CRYPTO COLLECTOR
Kik Interactive is raising money from regular people through an initial coin offering,
Canadian messaging startup Kik Interactive is about to get its biggest cash infusion yet — but this time, much of it will come from regular people instead of venture capitalists.
The Waterloo, Ont.-based firm expects to raise $125 million from an initial coin offering, a process by which it sells tokens that can be used to buy services on its platform.
The idea is that as more people use Kik, the value of those tokens, called Kin, will rise. Kik has already raised $50 million from block-chain-focused investment firms and will release another $75 million worth of tokens Sept. 12 to the general public.
Initial coin offerings, or ICOs, have spread in the past year, raising more than $1.3 billion for dozens of startups. Securities regulators around the world have voiced concerns and the founders of the cryptocurrency software many ICOs are built on have called them a “ticking time bomb.”
Yet people are lining up to throw their money into them. If Kik is successful in raising the $125 million, it will more than double all the venture funding the company has received to date, which includes a $50-million investment in 2015 from Tencent Holdings Ltd. that pushed its valuation to $1 billion.
“With millions of users, Kik hopes to drive mainstream consumer adoption of Kin, potentially making it the most adopted and used cryptocurrency in the world,” the company said in a statement.
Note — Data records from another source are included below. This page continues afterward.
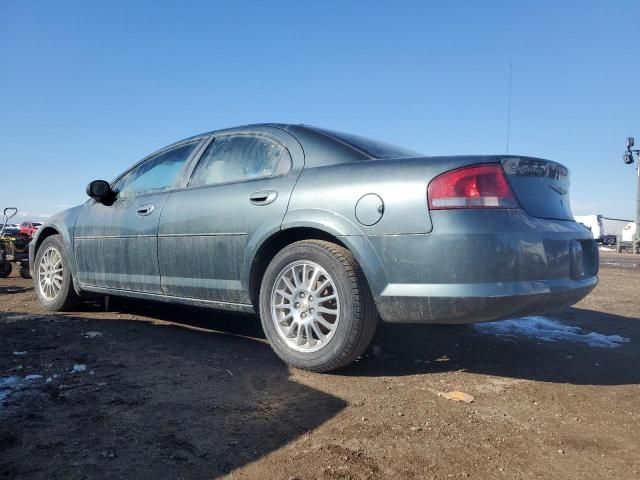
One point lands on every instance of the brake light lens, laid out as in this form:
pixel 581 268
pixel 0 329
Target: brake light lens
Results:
pixel 477 186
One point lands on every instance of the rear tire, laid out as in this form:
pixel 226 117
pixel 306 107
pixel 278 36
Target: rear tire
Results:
pixel 24 272
pixel 52 279
pixel 5 269
pixel 315 306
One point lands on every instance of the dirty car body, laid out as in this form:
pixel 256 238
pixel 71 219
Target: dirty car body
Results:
pixel 455 239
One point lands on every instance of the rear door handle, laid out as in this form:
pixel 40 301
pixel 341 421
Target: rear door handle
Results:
pixel 145 209
pixel 263 198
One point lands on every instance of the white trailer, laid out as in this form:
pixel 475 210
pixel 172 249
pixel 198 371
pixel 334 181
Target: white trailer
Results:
pixel 605 230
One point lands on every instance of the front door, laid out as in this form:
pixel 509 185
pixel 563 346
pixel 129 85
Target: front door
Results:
pixel 116 246
pixel 239 190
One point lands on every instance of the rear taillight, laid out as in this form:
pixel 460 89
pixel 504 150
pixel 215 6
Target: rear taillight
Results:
pixel 476 186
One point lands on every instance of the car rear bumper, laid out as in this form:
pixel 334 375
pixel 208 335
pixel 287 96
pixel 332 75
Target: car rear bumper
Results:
pixel 472 303
pixel 478 266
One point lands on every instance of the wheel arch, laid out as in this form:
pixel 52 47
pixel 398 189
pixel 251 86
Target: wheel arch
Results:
pixel 359 246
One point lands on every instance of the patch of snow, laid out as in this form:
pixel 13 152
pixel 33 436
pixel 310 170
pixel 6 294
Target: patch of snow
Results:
pixel 92 334
pixel 549 330
pixel 6 385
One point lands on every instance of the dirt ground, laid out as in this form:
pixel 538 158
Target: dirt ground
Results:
pixel 175 392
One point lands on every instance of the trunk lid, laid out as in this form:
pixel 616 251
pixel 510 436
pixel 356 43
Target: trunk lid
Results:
pixel 541 186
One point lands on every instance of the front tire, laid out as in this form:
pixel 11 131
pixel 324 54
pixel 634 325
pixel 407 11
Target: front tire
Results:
pixel 5 269
pixel 315 306
pixel 52 276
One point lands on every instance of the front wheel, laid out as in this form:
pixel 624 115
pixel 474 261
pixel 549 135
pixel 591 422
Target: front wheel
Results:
pixel 315 305
pixel 52 276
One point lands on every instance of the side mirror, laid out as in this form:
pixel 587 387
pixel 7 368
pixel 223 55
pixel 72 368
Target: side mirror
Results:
pixel 100 191
pixel 628 157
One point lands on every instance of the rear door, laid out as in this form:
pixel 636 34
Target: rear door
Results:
pixel 238 192
pixel 116 245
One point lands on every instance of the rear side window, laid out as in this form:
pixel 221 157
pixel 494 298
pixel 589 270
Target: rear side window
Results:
pixel 241 157
pixel 156 174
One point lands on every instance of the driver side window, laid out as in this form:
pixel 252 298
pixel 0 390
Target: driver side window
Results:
pixel 156 174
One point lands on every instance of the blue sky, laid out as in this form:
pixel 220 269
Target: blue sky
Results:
pixel 88 88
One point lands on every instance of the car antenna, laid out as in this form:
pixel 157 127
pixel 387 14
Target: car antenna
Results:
pixel 509 105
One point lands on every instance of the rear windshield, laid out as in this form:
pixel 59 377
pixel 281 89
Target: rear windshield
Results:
pixel 372 148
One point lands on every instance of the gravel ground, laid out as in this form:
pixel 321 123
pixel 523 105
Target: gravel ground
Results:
pixel 156 391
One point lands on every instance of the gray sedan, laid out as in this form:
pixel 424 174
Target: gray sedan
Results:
pixel 322 233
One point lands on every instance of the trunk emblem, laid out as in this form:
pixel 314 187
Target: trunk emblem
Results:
pixel 559 190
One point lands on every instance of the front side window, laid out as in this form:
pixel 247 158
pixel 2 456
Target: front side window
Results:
pixel 241 157
pixel 156 174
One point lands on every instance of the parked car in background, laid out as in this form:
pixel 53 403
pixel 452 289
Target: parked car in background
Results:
pixel 321 233
pixel 29 228
pixel 628 232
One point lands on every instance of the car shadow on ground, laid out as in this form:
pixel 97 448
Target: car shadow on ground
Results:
pixel 415 349
pixel 418 349
pixel 155 399
pixel 11 289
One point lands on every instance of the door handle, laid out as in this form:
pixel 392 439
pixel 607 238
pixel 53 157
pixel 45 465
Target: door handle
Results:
pixel 145 209
pixel 263 198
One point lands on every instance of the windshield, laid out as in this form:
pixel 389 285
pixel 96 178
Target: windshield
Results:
pixel 372 148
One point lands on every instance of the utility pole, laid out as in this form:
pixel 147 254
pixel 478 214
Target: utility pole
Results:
pixel 629 159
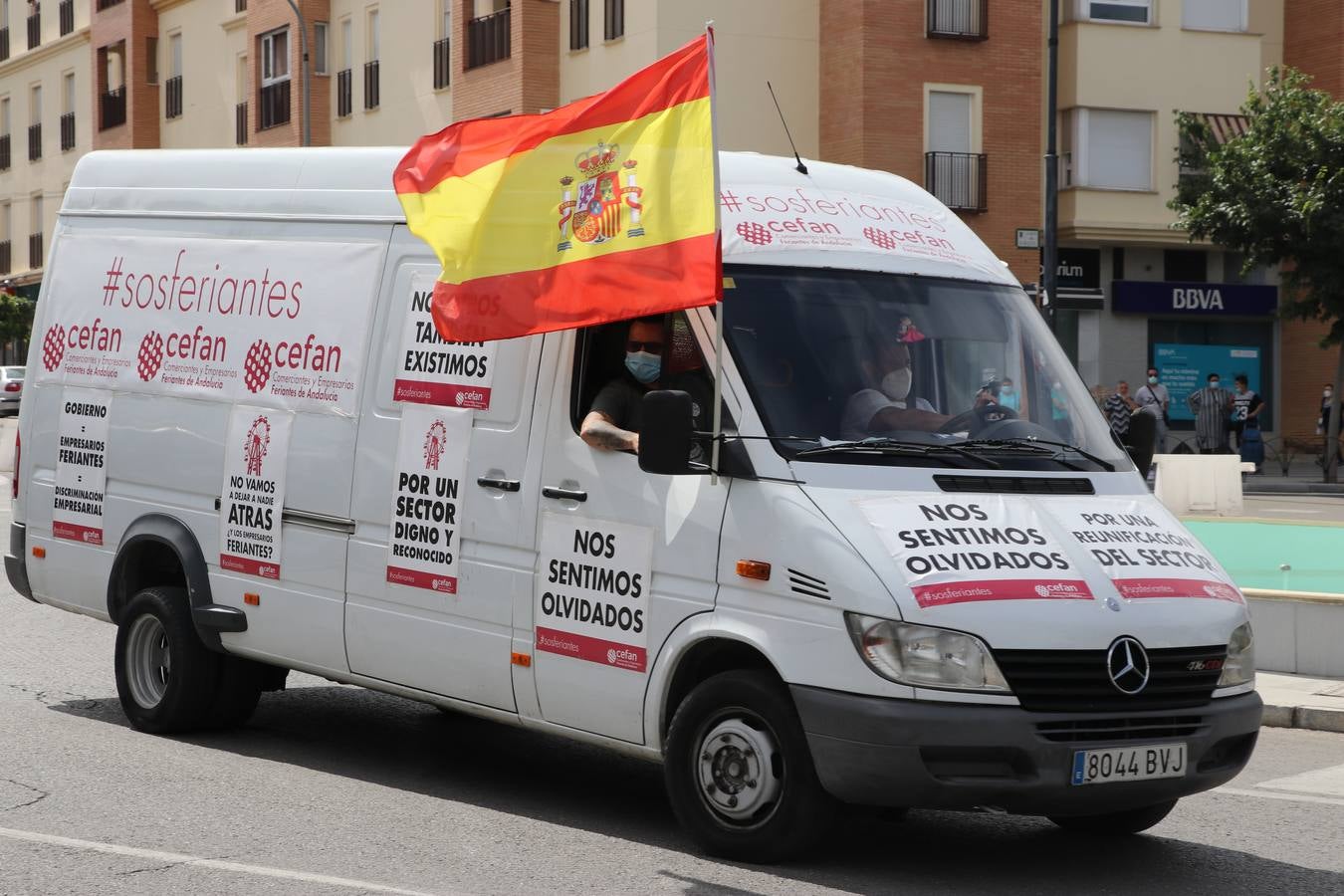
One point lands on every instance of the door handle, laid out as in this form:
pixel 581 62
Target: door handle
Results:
pixel 503 485
pixel 563 495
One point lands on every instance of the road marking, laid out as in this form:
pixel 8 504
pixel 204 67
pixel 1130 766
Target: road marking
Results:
pixel 196 861
pixel 1271 794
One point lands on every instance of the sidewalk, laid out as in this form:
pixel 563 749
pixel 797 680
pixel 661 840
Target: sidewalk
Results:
pixel 1297 702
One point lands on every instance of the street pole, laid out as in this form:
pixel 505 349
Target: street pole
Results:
pixel 303 45
pixel 1051 253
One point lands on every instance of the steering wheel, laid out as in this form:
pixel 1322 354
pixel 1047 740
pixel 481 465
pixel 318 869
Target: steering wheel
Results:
pixel 978 419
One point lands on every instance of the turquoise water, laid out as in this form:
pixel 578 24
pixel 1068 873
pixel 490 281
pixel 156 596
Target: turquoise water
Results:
pixel 1251 553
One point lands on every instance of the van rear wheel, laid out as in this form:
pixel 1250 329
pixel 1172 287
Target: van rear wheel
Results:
pixel 1131 821
pixel 165 677
pixel 740 774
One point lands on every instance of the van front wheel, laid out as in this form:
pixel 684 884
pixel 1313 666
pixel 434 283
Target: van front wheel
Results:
pixel 165 676
pixel 740 774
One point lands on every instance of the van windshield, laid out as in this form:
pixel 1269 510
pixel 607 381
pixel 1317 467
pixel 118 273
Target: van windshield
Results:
pixel 867 367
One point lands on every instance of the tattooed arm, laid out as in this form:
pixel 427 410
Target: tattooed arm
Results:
pixel 601 431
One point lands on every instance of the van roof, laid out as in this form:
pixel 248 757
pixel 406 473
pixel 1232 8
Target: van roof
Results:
pixel 355 184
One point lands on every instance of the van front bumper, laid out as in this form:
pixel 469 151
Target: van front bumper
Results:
pixel 938 755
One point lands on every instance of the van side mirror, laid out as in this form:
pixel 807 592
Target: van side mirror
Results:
pixel 1141 439
pixel 665 426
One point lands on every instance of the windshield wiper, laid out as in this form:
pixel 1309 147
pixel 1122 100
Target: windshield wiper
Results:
pixel 895 448
pixel 1043 445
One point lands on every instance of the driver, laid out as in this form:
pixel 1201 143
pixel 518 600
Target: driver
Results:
pixel 884 406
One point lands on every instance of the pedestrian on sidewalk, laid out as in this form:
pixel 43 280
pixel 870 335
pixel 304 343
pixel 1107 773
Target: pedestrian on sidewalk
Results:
pixel 1118 408
pixel 1213 407
pixel 1155 399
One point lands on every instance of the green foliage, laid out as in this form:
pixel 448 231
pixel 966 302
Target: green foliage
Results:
pixel 15 318
pixel 1274 193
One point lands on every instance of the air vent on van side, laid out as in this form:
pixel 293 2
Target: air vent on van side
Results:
pixel 1016 484
pixel 808 584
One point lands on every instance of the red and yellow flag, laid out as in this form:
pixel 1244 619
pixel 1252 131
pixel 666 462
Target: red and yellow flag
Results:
pixel 601 210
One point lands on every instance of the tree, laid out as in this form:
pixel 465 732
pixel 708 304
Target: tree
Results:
pixel 1275 195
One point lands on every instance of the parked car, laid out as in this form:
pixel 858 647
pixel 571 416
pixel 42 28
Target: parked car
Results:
pixel 11 388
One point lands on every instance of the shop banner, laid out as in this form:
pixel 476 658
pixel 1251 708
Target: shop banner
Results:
pixel 253 496
pixel 593 591
pixel 1145 553
pixel 434 371
pixel 269 323
pixel 983 549
pixel 81 465
pixel 423 542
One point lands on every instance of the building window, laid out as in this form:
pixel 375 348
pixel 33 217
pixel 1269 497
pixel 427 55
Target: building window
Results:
pixel 614 19
pixel 1129 11
pixel 320 49
pixel 1214 15
pixel 1109 149
pixel 578 24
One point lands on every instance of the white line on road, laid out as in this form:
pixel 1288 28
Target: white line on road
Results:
pixel 196 861
pixel 1270 794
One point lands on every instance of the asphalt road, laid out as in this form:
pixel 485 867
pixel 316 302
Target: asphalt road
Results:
pixel 338 790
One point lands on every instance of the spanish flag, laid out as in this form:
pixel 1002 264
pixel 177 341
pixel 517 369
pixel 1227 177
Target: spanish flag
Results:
pixel 601 210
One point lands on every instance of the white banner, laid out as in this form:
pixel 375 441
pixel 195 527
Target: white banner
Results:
pixel 81 465
pixel 976 549
pixel 271 323
pixel 1144 550
pixel 434 371
pixel 253 496
pixel 422 546
pixel 593 591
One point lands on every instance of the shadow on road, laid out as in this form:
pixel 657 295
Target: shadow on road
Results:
pixel 407 746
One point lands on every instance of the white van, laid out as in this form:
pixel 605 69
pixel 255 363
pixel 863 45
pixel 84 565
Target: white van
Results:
pixel 926 575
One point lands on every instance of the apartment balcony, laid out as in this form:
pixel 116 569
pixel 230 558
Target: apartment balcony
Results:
pixel 441 64
pixel 957 179
pixel 344 93
pixel 172 97
pixel 273 103
pixel 112 109
pixel 371 85
pixel 959 19
pixel 488 39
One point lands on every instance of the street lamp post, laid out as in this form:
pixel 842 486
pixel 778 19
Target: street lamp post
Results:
pixel 303 45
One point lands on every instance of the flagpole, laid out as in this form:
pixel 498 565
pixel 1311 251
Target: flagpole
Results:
pixel 718 288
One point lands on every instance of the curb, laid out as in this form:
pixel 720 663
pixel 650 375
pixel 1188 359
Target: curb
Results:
pixel 1305 718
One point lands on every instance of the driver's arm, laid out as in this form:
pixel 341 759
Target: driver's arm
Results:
pixel 601 431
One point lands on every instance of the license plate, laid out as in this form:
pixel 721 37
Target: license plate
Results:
pixel 1129 764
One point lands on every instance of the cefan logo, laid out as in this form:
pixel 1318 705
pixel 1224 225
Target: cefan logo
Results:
pixel 257 365
pixel 150 356
pixel 256 445
pixel 54 346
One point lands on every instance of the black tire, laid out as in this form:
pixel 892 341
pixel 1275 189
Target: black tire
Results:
pixel 239 689
pixel 748 708
pixel 1131 821
pixel 165 676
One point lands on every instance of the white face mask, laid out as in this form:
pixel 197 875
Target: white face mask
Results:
pixel 897 384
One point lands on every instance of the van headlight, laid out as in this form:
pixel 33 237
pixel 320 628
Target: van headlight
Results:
pixel 1239 665
pixel 925 657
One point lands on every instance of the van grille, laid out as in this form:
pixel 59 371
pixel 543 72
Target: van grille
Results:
pixel 1078 681
pixel 1016 484
pixel 1117 730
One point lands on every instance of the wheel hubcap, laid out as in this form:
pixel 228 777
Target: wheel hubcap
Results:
pixel 737 772
pixel 148 661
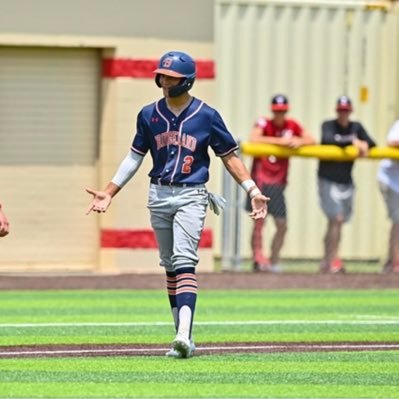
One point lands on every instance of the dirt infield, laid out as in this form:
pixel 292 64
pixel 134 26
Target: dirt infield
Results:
pixel 223 280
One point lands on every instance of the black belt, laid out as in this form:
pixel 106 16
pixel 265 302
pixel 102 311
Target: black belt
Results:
pixel 154 180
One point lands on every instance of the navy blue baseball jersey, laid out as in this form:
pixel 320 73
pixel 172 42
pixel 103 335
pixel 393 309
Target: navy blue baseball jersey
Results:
pixel 179 144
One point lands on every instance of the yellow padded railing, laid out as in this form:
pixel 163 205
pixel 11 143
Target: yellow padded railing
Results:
pixel 324 152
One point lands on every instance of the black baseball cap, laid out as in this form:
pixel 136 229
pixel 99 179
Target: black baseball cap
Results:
pixel 344 103
pixel 279 103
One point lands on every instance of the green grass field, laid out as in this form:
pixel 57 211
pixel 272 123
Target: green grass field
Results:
pixel 119 316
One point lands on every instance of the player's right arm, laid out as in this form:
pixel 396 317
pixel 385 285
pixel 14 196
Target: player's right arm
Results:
pixel 127 169
pixel 239 172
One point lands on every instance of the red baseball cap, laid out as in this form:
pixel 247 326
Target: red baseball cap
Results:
pixel 344 104
pixel 279 103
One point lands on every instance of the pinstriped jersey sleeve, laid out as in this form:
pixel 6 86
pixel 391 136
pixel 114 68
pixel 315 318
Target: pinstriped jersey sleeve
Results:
pixel 221 140
pixel 141 143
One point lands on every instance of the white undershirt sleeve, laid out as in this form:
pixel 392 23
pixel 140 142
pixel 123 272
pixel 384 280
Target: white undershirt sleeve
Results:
pixel 127 169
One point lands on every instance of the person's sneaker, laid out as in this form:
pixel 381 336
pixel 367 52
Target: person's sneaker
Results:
pixel 324 267
pixel 173 353
pixel 182 346
pixel 336 266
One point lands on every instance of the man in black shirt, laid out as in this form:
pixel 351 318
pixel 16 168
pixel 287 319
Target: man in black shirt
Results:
pixel 336 188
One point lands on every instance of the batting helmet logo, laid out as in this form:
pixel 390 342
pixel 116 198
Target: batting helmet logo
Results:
pixel 178 65
pixel 167 62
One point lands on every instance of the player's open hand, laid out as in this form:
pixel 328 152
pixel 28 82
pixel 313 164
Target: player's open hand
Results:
pixel 259 206
pixel 101 201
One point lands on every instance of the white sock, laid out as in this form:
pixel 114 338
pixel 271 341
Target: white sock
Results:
pixel 185 315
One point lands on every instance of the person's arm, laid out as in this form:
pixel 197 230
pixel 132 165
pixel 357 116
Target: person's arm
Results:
pixel 363 142
pixel 256 136
pixel 4 224
pixel 328 135
pixel 239 172
pixel 393 135
pixel 127 169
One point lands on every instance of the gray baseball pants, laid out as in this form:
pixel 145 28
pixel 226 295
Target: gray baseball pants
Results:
pixel 177 217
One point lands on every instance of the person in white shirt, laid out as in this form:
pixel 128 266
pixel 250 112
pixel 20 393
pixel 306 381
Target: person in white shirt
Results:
pixel 388 179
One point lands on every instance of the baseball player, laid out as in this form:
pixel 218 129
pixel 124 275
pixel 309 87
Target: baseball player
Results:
pixel 4 224
pixel 270 174
pixel 177 130
pixel 388 179
pixel 335 184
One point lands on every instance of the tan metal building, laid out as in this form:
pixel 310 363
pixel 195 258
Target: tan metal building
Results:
pixel 70 90
pixel 313 51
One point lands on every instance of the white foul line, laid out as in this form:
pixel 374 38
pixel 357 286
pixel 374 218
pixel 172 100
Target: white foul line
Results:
pixel 200 323
pixel 291 347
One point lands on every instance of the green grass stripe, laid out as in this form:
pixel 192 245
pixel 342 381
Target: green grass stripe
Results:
pixel 176 390
pixel 258 378
pixel 288 375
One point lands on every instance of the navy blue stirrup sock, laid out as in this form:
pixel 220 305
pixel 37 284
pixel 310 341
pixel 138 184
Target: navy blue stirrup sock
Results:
pixel 171 288
pixel 186 297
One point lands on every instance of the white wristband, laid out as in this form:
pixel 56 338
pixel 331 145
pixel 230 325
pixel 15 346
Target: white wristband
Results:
pixel 248 184
pixel 253 193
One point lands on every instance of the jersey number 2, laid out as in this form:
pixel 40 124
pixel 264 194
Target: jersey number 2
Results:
pixel 188 161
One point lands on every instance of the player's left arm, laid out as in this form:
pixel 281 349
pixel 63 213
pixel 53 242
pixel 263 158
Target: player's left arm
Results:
pixel 240 173
pixel 4 224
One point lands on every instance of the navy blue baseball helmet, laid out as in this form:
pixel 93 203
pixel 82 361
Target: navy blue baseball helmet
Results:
pixel 178 65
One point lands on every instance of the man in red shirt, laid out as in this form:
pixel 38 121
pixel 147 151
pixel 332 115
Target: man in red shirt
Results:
pixel 270 174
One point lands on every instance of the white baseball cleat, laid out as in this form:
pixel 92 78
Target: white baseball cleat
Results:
pixel 182 348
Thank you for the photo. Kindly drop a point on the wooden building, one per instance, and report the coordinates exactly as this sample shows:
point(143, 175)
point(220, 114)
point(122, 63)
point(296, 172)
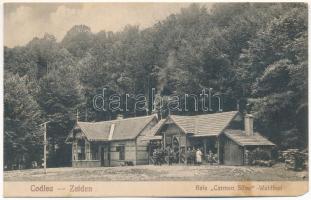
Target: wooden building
point(131, 141)
point(221, 134)
point(111, 143)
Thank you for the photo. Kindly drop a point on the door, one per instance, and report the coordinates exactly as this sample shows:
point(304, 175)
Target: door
point(105, 156)
point(232, 153)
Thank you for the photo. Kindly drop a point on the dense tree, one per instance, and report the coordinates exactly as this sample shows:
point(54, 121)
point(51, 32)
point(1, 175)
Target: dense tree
point(248, 52)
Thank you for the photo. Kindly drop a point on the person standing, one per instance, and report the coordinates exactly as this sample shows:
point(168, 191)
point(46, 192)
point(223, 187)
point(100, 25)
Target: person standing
point(199, 156)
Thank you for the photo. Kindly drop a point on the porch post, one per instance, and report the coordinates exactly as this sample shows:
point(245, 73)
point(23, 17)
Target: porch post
point(218, 149)
point(164, 141)
point(179, 149)
point(204, 144)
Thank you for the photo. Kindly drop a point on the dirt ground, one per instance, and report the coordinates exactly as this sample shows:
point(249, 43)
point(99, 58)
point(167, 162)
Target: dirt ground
point(158, 173)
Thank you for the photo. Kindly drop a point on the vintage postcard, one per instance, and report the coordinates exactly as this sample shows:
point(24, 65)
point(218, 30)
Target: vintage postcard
point(155, 99)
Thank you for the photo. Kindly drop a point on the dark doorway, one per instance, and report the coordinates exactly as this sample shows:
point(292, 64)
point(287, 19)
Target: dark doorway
point(105, 156)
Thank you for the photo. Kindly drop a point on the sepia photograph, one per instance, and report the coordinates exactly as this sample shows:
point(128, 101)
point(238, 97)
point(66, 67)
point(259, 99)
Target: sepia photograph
point(157, 93)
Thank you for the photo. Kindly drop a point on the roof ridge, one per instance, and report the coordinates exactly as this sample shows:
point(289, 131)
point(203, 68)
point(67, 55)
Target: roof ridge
point(117, 120)
point(204, 114)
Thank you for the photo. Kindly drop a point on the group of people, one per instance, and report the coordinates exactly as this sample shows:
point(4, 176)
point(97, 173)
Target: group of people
point(193, 156)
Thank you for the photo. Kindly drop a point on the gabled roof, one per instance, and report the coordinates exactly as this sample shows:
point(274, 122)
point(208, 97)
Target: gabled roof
point(206, 124)
point(242, 139)
point(122, 129)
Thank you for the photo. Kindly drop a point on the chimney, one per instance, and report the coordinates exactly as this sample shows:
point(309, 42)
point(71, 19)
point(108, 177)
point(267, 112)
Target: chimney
point(248, 124)
point(120, 116)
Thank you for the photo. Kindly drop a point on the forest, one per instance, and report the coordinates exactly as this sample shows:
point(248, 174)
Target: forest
point(252, 54)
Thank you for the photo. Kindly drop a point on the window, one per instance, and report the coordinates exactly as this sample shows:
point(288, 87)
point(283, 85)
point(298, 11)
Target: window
point(121, 150)
point(81, 150)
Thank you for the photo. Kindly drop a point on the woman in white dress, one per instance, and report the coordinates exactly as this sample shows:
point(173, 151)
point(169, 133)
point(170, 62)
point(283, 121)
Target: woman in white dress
point(199, 156)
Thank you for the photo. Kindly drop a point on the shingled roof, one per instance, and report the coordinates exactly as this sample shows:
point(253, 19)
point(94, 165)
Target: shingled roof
point(206, 124)
point(122, 129)
point(242, 139)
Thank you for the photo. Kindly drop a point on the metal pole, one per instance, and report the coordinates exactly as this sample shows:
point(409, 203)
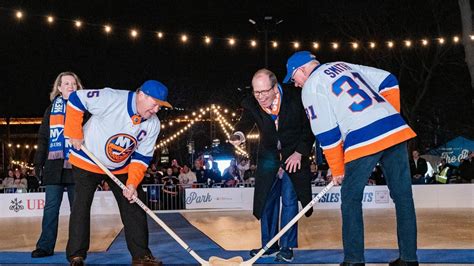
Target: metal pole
point(266, 46)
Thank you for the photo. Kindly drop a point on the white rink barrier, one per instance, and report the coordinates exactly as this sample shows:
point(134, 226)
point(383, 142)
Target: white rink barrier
point(425, 196)
point(32, 204)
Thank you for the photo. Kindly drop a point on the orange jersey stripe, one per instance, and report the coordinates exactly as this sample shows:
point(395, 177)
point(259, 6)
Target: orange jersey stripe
point(335, 159)
point(78, 162)
point(136, 172)
point(393, 97)
point(73, 125)
point(380, 145)
point(56, 120)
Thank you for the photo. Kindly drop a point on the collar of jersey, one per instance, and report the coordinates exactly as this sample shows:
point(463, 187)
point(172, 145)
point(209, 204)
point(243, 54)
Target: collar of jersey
point(132, 105)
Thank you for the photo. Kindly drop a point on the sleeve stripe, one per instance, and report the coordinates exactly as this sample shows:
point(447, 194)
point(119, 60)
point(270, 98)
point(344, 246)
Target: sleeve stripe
point(75, 102)
point(329, 137)
point(140, 162)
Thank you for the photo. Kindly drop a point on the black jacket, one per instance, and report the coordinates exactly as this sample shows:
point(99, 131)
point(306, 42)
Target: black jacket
point(51, 171)
point(420, 168)
point(294, 133)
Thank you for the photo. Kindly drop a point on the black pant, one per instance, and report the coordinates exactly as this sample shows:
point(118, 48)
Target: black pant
point(133, 217)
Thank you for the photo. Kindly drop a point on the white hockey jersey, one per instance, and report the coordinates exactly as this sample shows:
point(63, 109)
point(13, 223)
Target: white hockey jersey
point(354, 111)
point(115, 134)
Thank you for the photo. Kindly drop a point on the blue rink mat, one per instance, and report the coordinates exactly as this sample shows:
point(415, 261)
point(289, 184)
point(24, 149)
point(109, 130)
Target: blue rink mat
point(171, 253)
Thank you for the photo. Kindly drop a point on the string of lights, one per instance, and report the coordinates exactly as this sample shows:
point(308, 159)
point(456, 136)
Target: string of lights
point(23, 164)
point(19, 146)
point(136, 33)
point(200, 117)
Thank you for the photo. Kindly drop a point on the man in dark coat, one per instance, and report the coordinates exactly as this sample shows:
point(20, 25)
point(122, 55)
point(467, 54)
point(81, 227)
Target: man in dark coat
point(282, 164)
The funding will inject capital into a company that has been struggling to compete in the world of messaging, which is dominated by Facebook. Kik revealed earlier this year that of the 300 million people who have registered for the app over the years, only around 15 million still use it on a monthly basis. As a well-established and relatively well-known consumer company, Kik has the opportunity to bring authority to ICOs.
“Kik is by far the largest consumer company to enter the cryptocurrency space,” Ryan Zurrer, a venture partner at Polychain Capital, which invested in Kin, said in the statement. “This is a seminal moment for the industry.”